ニューロフィラメント軽鎖(neurofilament light chain、NfL)は、神経組織である軸索の損傷に応じて末梢血中に放出される物質である。つまり、①構造的な異常を伴った脳疾患を抱える動物の血液中でNfL濃度が上昇していると考えられるのだ。

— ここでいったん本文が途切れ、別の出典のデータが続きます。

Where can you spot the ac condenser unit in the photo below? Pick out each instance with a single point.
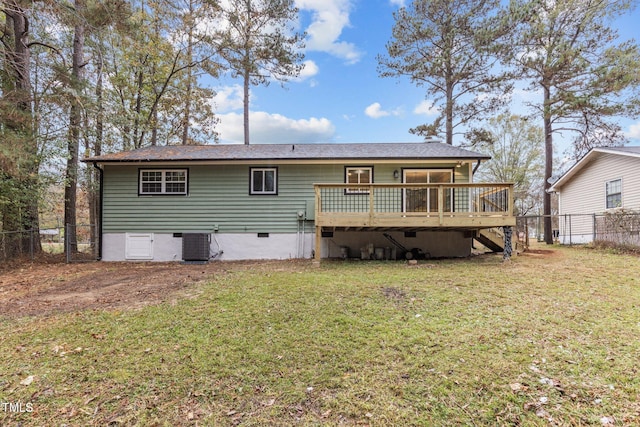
(195, 246)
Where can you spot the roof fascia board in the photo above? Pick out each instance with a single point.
(284, 161)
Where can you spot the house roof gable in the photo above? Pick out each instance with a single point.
(300, 152)
(593, 154)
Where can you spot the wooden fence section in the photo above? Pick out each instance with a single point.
(455, 206)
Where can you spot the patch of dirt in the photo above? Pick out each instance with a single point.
(51, 286)
(547, 252)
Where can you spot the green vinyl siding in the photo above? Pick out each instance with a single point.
(219, 195)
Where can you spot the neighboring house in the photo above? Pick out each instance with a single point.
(295, 201)
(604, 180)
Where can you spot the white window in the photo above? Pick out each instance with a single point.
(614, 193)
(358, 175)
(163, 181)
(264, 181)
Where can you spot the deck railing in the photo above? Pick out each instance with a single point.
(429, 205)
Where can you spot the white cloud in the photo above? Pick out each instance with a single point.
(634, 131)
(329, 18)
(375, 111)
(427, 108)
(268, 128)
(310, 70)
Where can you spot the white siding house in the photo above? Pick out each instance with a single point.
(604, 180)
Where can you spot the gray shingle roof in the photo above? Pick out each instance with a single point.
(227, 152)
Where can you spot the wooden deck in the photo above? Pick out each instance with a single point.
(412, 207)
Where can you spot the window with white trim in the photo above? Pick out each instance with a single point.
(264, 181)
(358, 175)
(163, 181)
(614, 193)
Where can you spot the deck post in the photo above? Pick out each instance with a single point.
(318, 241)
(506, 255)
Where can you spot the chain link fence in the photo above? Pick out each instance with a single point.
(34, 244)
(616, 227)
(84, 247)
(19, 244)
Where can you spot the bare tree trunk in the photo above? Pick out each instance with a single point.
(449, 115)
(186, 120)
(75, 122)
(94, 178)
(22, 215)
(246, 106)
(548, 165)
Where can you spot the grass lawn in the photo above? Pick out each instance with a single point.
(547, 339)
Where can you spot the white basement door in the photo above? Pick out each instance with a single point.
(139, 246)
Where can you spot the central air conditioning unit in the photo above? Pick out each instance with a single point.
(195, 246)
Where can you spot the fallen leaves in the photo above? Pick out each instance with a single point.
(27, 381)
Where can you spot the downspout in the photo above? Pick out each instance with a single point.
(100, 203)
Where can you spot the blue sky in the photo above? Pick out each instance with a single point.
(339, 96)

一方、話は変わるが、②特発性てんかんを抱える動物の脳には構造的な異常は認められない。そこで、疑問が浮かぶ。血液中のNfL濃度を測定することで、①と②を鑑別できるのではないだろうか。
冒頭のような背景の中、韓国の忠北大学校は、①または②と診断された犬と③臨床上健康な犬計150匹以上を対象にして、彼らの血液中に含まれるNfLの濃度を測定する研究を行った。なお、同研究における①は原因不明の髄膜脳炎、水頭症、脳腫瘍で構成されている。すると、以下に示す事項が明らかになったという。
◆血液中NfL濃度と①②の鑑別◆
・①の原因不明の髄膜脳炎は45匹、水頭症は20匹、脳腫瘍は19匹、②は31匹、③は37匹で構成されていた
・②③に比べて①のNfL濃度は有意に高かった
・27.10pg/mLをボーダーラインにすると感度約87%、特異度約74%の確率で①と②を判別できる
・①と②を判別精度は約0.87(1が最高値)であった
上記のことから、血液中NfL濃度は①と②を鑑別するバイオマーカーになり得ることが窺える。よって、今後、この測定手法が商業化され、中枢神経系疾患の診療が効率化されることを期待している。また、特発性てんかんと診断されるもMRI検査を受けていない症例が多い現状に、新たな診断法として血液中NfL濃度測定が追加されることを願っている。

原因不明の髄膜脳炎と水頭症の症例では、病変のサイズと血液中NfL濃度に相関関係があったとのことです。